At one extreme this kind of innovation appears to involve nothing more than the manipulation of words – a mere rhetoric of novelty. At another, it can present itself as part of a comprehensive intellectual and psychological reorientation, the kind of thing described as a ‘paradigm shift’. The idea of rhetoric introduces a complex element to the question: rhetoric is a means of presenting something persuasively, in a way that may or may not reflect the truth behind the image – in other words, a technique of marketing.

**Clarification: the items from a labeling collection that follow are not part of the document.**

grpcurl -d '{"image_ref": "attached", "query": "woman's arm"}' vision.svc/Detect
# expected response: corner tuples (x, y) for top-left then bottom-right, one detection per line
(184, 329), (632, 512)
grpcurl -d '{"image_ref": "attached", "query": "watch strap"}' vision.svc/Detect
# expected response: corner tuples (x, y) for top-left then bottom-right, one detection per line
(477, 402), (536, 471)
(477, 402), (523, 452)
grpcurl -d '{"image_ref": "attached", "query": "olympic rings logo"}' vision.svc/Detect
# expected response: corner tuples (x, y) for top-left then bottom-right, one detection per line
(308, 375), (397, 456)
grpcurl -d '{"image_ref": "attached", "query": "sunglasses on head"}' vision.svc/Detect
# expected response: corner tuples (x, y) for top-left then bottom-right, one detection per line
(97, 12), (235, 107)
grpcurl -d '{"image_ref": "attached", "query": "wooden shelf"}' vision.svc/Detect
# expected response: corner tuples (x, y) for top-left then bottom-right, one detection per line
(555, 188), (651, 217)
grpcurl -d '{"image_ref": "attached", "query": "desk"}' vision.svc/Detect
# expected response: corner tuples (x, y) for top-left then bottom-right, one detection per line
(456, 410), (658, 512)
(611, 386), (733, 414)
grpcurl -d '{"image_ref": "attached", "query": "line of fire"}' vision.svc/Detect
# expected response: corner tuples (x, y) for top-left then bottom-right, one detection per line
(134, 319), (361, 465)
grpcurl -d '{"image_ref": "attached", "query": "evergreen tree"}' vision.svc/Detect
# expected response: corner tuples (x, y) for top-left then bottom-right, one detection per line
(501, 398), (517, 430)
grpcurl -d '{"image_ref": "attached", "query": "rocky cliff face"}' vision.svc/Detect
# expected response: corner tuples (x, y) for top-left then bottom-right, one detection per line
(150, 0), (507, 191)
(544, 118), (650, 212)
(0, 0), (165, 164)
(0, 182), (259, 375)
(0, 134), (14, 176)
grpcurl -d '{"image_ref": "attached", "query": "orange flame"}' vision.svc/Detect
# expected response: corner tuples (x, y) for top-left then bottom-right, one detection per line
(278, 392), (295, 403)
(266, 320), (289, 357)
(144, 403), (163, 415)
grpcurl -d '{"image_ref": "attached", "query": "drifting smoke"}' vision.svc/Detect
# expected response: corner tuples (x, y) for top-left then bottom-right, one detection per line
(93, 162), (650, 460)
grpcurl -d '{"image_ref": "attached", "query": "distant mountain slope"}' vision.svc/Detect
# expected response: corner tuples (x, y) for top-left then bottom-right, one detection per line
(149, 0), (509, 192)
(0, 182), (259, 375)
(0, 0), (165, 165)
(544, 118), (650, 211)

Calling something ‘new’ is generally perceived to be an effective rhetorical tool: New economy, New Labour, New World Order.

Of course, just because something is called ‘new’ does not make it an innovation. Or does it? When rhetoric was systematised by Greeks in Sicily in the 5th century BC, its pioneers taught that it could be used for ‘making the old (seem) new and the new old’. We might like to think we can distinguish what is really new from what is simply called new. But for rhetoricians and marketeers, what matters is the result. In a world in which novelty attracts a premium, ‘new’ sells. If there is in reality nothing new under the sun, at least the public may be temporarily induced to buy the idea that novelty is on offer. Whether it is an old product relaunched or an old idea recycled, marketing can make all the difference.

This indicates the need to distinguish layers or levels of innovation. Creating a perception is different from generating a new product or implementing a process of innovation. All of these may be crucial to the dynamics of innovation, each requiring a different kind of approach and expertise. What kinds of individuals, organisations or cultures are best suited to wield such expertise? The ideas of freedom, competition and incentive are widely recognised to be key for ‘cultures of innovation’. The ancient Greeks were no strangers to these notions: they invented democratic politics and created the first large-scale monetary system in history. But Greek political freedoms were not extended to women and slaves, and competitiveness was destructively manifested in constant warfare between independent states.

In 338 BC. the orator Demosthenes lamented that military innovation (e.g. in strategy and siege-artillery) had superseded all other kinds of innovation, and shortly afterwards Alexander of Macedon and his successors created the first world empire. Innovation, then, in one sphere may encourage or discourage innovation in others. With the centralisation of political power, the creative energies of the ancient Greeks were dispersed into quieter channels.

Innovation means change, and change means loss. The new takes the place of the old. And since this is sometimes bound to mean the loss of real value, we must also learn when not to innovate. To retain their creativity, innovative individuals and societies need to acknowledge what is of lasting value, and to work through loss. The ancient Greeks held on to valuable traditions, and allowed space for mourning, institutionalising it in religious rituals and in public practices. The modern world has less time for reflection about the destruction that innovation can entail. If the result is that today’s ceaseless innovation brings anxiety and disaffection (as well as excitement and wonder), we might benefit by taking time to refresh our perspective on innovation by reviewing the experience of the past. In the end, perhaps, there is nothing new under the sun.